Judge Aileen Cannon has made it less likely that Vol. 2 will be released by scheduling a hearing on the matter for Friday.
Given Trump’s Monday inauguration, the stakes in this battle for the limited release of Vol. 2 of the special counsel’s report, which focuses on Trump’s alleged classified documents crimes, are high.
In a dubious legal ruling in July in which she ruled that Smith had been unlawfully appointed, Cannon dismissed the classified documents case against Trump and alleged co-conspirators, Waltine Nauta and Carlos De Oliveira. The 11th Circuit U.S. Court of Appeals has not yet ruled on Smith’s appeal. Because Trump won in November, and because the Department of Justice’s Office of Legal Counsel is of the opinion that a sitting president cannot be prosecuted while in office, Smith dismissed Trump’s federal criminal cases, such that the president-elect is not part of the present appeal.
Importantly, when transmitting his report to Attorney General Merrick Garland, Smith recommended that Vol. 2 not be disclosed publicly, given that the case against Nauta and De Oliveira remains active and, in the event Cannon’s dismissal is reversed on appeal, they should be expected to face trial.
Garland agreed with Smith’s recommendation against publicly releasing Vol. 2 but announced his intent to make it available for “in camera review by the Chairmen and Ranking Members of the House and Senate Judicial Committees.”
Prosecutors note that such limited, nonpublic disclosures to members of Congress are routine and necessary to ensure that “Congress can fulfill its own constitutional oversight functions.” To minimize the risk of public release and potential harm to Nauta and De Oliveira, the “Chair and Ranking Members of the House and Senate Judiciary Committees would be required to agree to specified conditions of confidentiality,” including an agreement “not to share information in Volume Two publicly.”
This seemingly esoteric court battle is worthy of our attention for two reasons. If there is no disclosure of Vol. 2 to members of Congress, what might a Trump-led DOJ do to the evidence? Might it be destroyed in an attempt to make sure Trump is never held to account for the classified documents crimes?

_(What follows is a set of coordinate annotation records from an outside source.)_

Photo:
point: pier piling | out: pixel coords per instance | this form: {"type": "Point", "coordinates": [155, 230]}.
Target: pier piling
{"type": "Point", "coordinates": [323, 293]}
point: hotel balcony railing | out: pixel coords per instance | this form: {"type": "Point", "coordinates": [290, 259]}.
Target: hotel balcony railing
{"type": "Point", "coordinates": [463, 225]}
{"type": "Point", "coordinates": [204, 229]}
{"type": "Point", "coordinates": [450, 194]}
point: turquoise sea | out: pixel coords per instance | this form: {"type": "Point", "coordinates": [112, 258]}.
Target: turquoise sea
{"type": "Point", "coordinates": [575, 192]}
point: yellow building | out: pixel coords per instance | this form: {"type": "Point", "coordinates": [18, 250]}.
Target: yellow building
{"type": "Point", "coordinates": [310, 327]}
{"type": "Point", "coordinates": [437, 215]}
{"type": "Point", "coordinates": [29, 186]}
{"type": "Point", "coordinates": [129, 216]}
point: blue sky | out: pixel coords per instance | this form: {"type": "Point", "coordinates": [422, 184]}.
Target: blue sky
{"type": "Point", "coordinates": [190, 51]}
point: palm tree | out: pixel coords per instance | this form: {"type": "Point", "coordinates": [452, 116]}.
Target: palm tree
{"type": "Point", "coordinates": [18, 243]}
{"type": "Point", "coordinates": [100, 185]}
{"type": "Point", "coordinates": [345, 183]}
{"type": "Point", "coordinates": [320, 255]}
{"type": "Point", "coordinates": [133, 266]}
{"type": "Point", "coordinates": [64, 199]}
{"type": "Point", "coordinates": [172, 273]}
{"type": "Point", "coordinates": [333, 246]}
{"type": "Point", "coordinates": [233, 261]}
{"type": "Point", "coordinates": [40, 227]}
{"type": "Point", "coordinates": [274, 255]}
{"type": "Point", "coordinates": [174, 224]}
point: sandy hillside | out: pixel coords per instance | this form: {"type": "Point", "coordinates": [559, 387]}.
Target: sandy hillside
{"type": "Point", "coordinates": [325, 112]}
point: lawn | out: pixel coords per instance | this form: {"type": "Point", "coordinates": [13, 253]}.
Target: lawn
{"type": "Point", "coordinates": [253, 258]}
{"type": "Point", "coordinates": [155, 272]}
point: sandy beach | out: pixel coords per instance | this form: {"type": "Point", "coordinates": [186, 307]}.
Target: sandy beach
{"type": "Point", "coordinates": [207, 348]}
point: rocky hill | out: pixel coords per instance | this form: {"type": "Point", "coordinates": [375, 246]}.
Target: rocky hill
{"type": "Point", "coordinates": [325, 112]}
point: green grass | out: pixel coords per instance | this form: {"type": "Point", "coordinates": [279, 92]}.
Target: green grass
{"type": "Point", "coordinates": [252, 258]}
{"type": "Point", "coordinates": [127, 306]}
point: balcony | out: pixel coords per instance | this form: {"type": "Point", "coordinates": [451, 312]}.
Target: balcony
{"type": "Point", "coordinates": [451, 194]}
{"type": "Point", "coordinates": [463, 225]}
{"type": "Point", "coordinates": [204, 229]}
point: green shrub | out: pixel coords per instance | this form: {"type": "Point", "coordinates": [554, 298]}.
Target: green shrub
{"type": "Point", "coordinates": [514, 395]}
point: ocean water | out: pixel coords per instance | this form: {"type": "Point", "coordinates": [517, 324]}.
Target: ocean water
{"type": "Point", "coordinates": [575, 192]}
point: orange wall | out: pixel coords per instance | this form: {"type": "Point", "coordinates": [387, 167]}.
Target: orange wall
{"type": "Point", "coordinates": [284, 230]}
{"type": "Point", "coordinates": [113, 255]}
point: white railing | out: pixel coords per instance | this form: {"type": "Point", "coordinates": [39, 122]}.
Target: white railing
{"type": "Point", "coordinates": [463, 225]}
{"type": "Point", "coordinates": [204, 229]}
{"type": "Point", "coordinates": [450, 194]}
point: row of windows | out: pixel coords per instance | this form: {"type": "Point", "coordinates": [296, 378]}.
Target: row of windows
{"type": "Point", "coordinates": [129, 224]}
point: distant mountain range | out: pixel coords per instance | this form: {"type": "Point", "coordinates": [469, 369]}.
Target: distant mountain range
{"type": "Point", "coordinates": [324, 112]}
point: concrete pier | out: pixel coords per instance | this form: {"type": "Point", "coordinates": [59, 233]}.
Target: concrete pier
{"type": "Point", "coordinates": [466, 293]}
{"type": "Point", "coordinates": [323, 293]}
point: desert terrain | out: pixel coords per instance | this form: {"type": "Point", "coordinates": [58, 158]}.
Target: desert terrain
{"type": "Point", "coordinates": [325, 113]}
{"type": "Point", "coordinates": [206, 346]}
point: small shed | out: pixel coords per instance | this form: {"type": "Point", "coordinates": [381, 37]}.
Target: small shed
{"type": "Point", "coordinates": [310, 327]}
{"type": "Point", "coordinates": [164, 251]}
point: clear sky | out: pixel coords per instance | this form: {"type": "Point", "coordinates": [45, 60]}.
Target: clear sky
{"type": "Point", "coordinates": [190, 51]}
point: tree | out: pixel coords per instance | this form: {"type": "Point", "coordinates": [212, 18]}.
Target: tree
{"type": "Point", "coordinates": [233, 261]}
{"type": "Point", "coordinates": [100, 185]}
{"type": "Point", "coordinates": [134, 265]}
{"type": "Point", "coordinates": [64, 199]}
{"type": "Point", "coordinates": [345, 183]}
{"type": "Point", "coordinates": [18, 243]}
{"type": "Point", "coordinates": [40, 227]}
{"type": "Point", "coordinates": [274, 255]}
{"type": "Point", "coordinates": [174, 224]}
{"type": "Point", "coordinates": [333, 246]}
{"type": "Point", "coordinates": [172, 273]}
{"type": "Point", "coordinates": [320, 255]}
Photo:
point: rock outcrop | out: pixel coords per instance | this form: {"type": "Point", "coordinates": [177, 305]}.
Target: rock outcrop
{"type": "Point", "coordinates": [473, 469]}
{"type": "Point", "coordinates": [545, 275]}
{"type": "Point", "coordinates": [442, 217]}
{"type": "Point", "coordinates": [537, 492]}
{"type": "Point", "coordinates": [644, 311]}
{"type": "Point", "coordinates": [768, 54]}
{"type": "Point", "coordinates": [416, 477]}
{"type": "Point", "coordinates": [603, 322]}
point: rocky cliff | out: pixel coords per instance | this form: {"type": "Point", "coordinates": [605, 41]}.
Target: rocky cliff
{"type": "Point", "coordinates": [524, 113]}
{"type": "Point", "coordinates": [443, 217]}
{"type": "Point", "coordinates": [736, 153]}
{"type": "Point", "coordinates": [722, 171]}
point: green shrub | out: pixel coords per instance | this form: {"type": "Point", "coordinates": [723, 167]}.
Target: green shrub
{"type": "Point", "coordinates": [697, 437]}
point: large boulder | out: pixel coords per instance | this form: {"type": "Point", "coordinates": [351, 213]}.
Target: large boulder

Recall that the documents case was dismissed without prejudice, which means the case could theoretically be refiled once Trump leaves office.
Second — and this is arguably the larger and more enduring problem — the Justice Department is litigating this issue as if Cannon has authority to preside over these matters when she doesn’t. Cannon never had jurisdiction over Vol. 1 (the election interference case), as that case was presided over by Judge Tanya Chutkan in the District of Columbia. And she lost jurisdiction over Vol. 2 when she dismissed the classified documents case. Because it’s on appeal, only the 11th Circuit has jurisdiction to take any action.
The Justice Department is litigating this issue as if Cannon has authority to preside over these matters when she doesn’t.
As my friend Joyce Vance, the pre-eminent appellate practitioner, noted, “The strangest thing about this entire proceeding is that Judge Cannon continues to issue orders when there is no case pending in front of her. That’s not how a court’s jurisdiction is supposed to work.”
In my 30 years as a federal prosecutor, I encountered judicial overreach like Cannon’s a handful of times. I always fought against it, believing prosecutors had a responsibility to oppose such overreach. We had a term for the decision to ignore judicial overreach: feeding the monster.
I would make my arguments to my DOJ supervisors in favor of filing a motion opposing such judicial overreach, believing it was important to fight such battles rather than just doing the expedient thing and trying to win on the merits. Some prosecutors, though, concerned about antagonizing the judge presiding in the case, declined to fight.
My personal experience was that more often than not, the DOJ hierarchy refused to wage such righteous battles with judges. This seems to be the decision prosecutors in the classified documents case have made. Instead of taking up the jurisdictional battle in earnest, they’re trying to win on the merits of the substantive litigation.
The approach has echoes of Smith’s decision not to try to have Cannon removed from presiding over Trump’s case after the 11th Circuit twice ruled Cannon abused her judicial discretion to the extreme benefit of Trump.
One last concern: Cannon set a hearing on the issue of the limited release of Vol. 2 for Friday. Do we really think she’ll issue her ruling before Monday and give the DOJ time to deliver the documents to congressional leadership?
Given Cannon’s track record in Trump-related litigation, it seems far more likely she rules after Jan. 20, when Trump’s administration can take control of not only this issue but all of the incriminating evidence uncovered by the Smith investigation.